イマワノキワ

TRPGやアニメのことをガンガン書き連ねていくコバヤシのブログ

機動戦士ガンダム 鉄血のオルフェンズ:第26話『新しい血』感想

かくして時間は行き過ぎ、少年は大人になり、世界は相変わらず地獄の釜の底でうめき声を上げている。
半年ぶりのオルフェンズ、作中時間も結構進んでの再出発となりました。
第1話を強く意識した構成で、25話分の物語で少年たちがどう変化し、何が変わっていないのかを『新しい血』である新キャラをうまく使って見せてくれる、テクニカルな回でした。
かつては大人に『死ね』と言われていた子供たちが、新入りと一緒に『死ぬ』立場になっている姿は、頼もしく思って良いのやら、そうそう簡単に宿命が変わらないカルマを嘆けば良いのやら、オルフェンズらしいイヤーな気分になれる出だしだったね。

半年の間が開いて、僕も正直フィーリングを忘れていたので、ハッシュくんを筆頭とした新入りたちをカメラに使って、鉄火団の『今』を追いかけてくれる構成は、色々ありがたかったです。
冒頭アトラのナレーションで、一期の物語が世界に及ぼした影響はザラッと説明されるのだけれども、それはあくまで俯瞰で見た変化であり、キャラクター目線の血の通った変化というのは、尺を使って描かなければ実感できない部分。
立場を背負って色々変化のあった鉄火団メンバーだけではなく、彼らの背負ったものを一切知らない新入りの視点も足すことで、逆に客観性と主観性のバランスの取れた、良い描写になっていたと思います。

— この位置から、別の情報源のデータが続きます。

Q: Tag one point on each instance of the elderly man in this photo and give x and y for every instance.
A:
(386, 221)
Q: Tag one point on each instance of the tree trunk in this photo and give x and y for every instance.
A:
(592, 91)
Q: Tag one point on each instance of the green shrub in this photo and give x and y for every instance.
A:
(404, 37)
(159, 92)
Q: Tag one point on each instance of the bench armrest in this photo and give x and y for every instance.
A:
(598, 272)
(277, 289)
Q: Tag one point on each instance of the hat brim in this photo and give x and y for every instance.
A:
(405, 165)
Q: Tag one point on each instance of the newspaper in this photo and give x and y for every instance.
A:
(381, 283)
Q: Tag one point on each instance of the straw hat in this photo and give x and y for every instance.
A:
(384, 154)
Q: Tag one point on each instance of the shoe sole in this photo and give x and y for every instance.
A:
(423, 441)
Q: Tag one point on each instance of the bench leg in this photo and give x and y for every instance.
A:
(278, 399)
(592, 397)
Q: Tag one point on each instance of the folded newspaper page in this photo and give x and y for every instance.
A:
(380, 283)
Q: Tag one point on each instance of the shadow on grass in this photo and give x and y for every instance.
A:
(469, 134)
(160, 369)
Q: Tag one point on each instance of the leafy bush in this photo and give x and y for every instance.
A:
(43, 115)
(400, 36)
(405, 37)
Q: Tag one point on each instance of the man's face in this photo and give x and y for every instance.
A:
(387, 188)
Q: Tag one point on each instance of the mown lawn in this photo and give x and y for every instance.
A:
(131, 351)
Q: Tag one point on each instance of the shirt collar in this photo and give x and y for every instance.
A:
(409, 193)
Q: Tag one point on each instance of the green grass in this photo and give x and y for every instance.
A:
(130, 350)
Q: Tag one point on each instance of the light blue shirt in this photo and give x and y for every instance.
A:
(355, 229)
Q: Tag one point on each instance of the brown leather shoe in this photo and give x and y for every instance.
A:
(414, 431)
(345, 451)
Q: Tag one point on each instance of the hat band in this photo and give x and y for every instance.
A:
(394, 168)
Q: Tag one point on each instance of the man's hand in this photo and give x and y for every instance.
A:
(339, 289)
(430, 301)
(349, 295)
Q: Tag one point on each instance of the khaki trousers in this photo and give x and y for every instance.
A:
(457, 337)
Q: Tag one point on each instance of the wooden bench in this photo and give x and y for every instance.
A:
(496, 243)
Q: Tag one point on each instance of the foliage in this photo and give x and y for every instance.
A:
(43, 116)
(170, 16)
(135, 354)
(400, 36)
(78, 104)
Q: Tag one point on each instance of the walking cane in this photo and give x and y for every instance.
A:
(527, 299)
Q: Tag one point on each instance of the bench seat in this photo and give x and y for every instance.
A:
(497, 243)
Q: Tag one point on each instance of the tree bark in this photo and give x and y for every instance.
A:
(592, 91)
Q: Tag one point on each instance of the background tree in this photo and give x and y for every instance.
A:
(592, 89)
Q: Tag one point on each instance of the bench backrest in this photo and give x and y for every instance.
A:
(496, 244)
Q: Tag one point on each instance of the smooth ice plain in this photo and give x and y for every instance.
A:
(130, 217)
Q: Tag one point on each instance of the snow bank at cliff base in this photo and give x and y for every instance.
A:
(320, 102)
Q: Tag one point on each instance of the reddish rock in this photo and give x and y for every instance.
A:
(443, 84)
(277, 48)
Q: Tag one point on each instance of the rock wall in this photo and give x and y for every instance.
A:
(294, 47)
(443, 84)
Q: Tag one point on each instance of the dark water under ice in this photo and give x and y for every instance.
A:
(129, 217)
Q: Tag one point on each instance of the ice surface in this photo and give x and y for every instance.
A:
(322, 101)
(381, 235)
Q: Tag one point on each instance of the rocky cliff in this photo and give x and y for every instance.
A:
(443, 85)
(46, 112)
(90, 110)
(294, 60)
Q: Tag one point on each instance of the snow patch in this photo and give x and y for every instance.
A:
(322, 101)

ナレーションでダラっと説明してしまうのはそんなに妙手ではないと思いますが、何しろこのお話は徹頭徹尾泥臭い物語で、一番策士として動いているマクギリスですら客観的に世界全体を把握しきれているとは言い難い状況です。
しかし鉄火団がなし得たことは世界レベルに影響を与え、その変化が鉄火団自身にも関係する以上、どっかでまとめなきゃいけない情報ではあるからね。
キャラクターが俯瞰的価値観を重視しない以上、主観的な会話の中に混ぜて出してたら間延びする情報でもあるわけで、スパッと見せてしまったのは良かったと思います。

なし得た変化自体も、このアニメらしい個人的であり社会的でもあるレベルであり、功罪様々に孕みつつ血まみれ泥まみれという、救いがあるんだかないんだかよくわかんない末路でした。
ラストの攻防戦で鉄火団は『一旗揚げる』という目標に一応辿り着き、時代の寵児と言える立場になりはしたけども、戦争と暴力しか切り売りできるものがない状態はそうそう変わるわけでもなく、英雄になったことで子供が戦場に引っ張られやすくもなるという、皮肉な結論。
ギャラルホルンの支配力が落ちたのも、上から押さえ込んでいた暴力が外れて治安が悪化する結果を産んでいるんですが、んじゃあコロニー編みたいな白色テロがまかり通る世界が良かったのかというと、けしてそうではない。
唯一絶対の正解などありえない、複雑な矛盾と業に満ちた世界に相応しい、少年たちの野望の結末だと思います。


世界が小さく、しかし確かに変わったように、鉄火団も変化と停滞の中にありました。
英雄ともてはやされ、行き場のない少年たちの受け皿として機能していると言っても、やってることは相変わらず小さな体の切り売りであり、第1話と同じように木っ端のようにガキが死ぬ現実は続いています。
しかしそこには『人生を良くしたい』『希望を持ちたい』という悲痛な願いが生きていて、『一番隊と同じだぞ』と茶化されたシノも、一番隊隊長兼練兵教官として、『子供』を生き残らせる『大人』の立場を必死に演じています。
その成長は嬉しいことなんだけれども、かと言ってシノの望みが全部叶うわけではないというのは、クソみたいな『大人』が指揮していたときと同じようにガキがバタバタ死ぬ戦場を見れば理解できることです。
どれだけ痛みを伴う戦いに勝ってもも、身を切られるような犠牲を生んでも、世界はそうそう簡単には変わってはくれないわけです。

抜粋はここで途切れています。